The Irish economy continues to perform well, with continued output growth projected, unemployment rates remaining low, inflation effectively managed, and the Government maintaining a budget surplus. The factors underpinning this success include a highly educated workforce, our ability to attract FDI, and strong growth in tech and pharma. However, vulnerabilities remain. As a small, open economy, Ireland is particularly susceptible to shifts in US trade policy. Geopolitical dynamics, including the ongoing conflict in Ukraine and the Middle East, make for a complex global economic landscape. While on the domestic front, Ireland’s infrastructure deficit poses a challenge to sustained growth.
While GDP is the global standard measure of economic output, the true health of Ireland’s economy is better understood by observing modified domestic demand (MDD), which strips out distortionary activity such as investment in imported intellectual property and aircraft leasing.

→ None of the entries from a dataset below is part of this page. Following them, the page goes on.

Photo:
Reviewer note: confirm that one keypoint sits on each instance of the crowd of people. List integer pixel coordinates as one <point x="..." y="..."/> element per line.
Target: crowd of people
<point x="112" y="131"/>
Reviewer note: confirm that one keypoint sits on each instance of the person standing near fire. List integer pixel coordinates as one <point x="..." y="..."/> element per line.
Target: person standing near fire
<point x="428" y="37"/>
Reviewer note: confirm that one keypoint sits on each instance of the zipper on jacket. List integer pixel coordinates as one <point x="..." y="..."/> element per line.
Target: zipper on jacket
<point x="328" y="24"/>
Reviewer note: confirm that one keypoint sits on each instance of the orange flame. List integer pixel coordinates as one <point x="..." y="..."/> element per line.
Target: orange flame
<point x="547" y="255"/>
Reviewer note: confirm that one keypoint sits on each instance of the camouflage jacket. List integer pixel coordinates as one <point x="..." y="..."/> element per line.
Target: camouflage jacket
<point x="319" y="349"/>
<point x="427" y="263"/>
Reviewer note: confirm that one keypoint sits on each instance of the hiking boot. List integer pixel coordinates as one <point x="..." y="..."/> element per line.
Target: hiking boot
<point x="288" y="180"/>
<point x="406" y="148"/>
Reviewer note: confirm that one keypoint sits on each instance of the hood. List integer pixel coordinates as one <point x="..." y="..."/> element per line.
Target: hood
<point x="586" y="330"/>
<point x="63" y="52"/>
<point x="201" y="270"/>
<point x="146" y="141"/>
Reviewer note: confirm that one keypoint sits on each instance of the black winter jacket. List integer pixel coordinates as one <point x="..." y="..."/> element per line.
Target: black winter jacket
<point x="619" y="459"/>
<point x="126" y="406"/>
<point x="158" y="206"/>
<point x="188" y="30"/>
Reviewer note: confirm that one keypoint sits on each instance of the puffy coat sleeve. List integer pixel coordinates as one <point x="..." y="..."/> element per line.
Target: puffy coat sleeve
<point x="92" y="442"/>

As the chart below shows, Ireland’s economy continues to perform well with MDD growth of 2.6% in 2023 and forecasted growth of between 2.3% and 3.1% per annum to 2026. The Department of Finance forecasts that MDD will grow at close to 3% per annum until the end of the decade.

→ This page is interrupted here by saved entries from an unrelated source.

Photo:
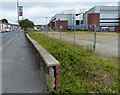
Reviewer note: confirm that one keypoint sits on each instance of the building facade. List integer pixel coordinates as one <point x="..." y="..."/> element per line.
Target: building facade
<point x="61" y="21"/>
<point x="106" y="18"/>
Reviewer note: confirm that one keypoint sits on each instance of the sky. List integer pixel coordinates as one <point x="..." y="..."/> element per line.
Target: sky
<point x="41" y="11"/>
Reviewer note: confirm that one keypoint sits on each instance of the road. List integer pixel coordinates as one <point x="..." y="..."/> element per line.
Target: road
<point x="106" y="46"/>
<point x="19" y="71"/>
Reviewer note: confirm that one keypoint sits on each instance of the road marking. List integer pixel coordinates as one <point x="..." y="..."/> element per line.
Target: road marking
<point x="8" y="42"/>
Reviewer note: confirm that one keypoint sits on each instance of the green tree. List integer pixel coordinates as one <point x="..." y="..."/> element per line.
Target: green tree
<point x="4" y="20"/>
<point x="26" y="23"/>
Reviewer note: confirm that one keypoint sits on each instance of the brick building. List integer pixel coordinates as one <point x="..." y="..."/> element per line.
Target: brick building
<point x="105" y="17"/>
<point x="61" y="21"/>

Inflation has dominated economic commentary over the past two years, but that is changing. In Ireland, inflation has declined significantly. Various forecasts show the headline inflation rate in Ireland tracking close to the 2% target rate, as shown in the chart below. While headline inflation is broadly on target, inflation in the services sector has remained stubbornly high. The Department of Finance notes that core services inflation remains very elevated, with a rate of inflation in excess of 4% for 12 of the last 15 months.

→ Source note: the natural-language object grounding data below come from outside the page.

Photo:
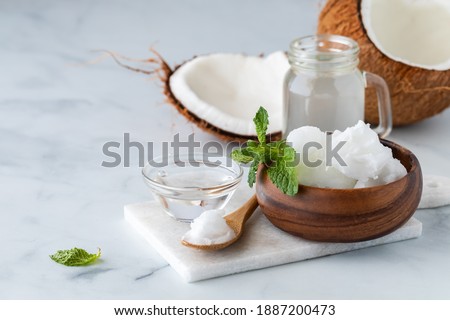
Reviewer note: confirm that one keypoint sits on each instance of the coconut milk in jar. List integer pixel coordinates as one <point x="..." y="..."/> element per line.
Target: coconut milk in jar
<point x="325" y="88"/>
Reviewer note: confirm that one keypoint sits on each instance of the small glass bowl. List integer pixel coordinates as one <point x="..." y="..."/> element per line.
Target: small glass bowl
<point x="188" y="184"/>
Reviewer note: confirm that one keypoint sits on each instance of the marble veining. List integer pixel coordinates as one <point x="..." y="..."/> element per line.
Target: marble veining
<point x="57" y="111"/>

With more people working in the State than at any point in its history, Ireland’s labour market is in good health. There are one million more people working in Ireland today than at the turn of the millennium. This is a particularly striking statistic given the occurrence of a global financial crisis and a pandemic in the intervening years. As the chart below shows, the labour market has rebounded strongly since the pandemic and continues to grow. In September, the unemployment rate stood at just 4.3% with the economy approaching full employment.
As Budget 2025 coverage outlined, the State is in a relatively strong fiscal position. The general government balance — the difference between revenue and expenditure — is in surplus. That surplus is projected to amount to almost €24 billion in 2024, including windfall corporation tax income and the funds resulting from the ruling of the European Union’s Court of Justice. As the chart below shows, tax revenues have grown dramatically since the beginning of the pandemic. The Department of Finance expects revenues to level off by 2026. All else being equal, it is likely that corporation tax receipts will increase further with the introduction of BEPS Pillar 2.
While average hourly earnings increased by 25% between 2019 and 2024, the gap between earnings and housing costs has been widening for years. Recent real wage growth is due to a combination of increased wage demands caused by inflation and a tight labour market. Unemployment remains low at 4.3% and inflation is tracking close to the 2% target rate. However, with ever-increasing housing costs, many remain locked out of the housing market. As the chart below shows, rents and property prices followed a similar pattern over the past decade, growing at a faster rate than earnings.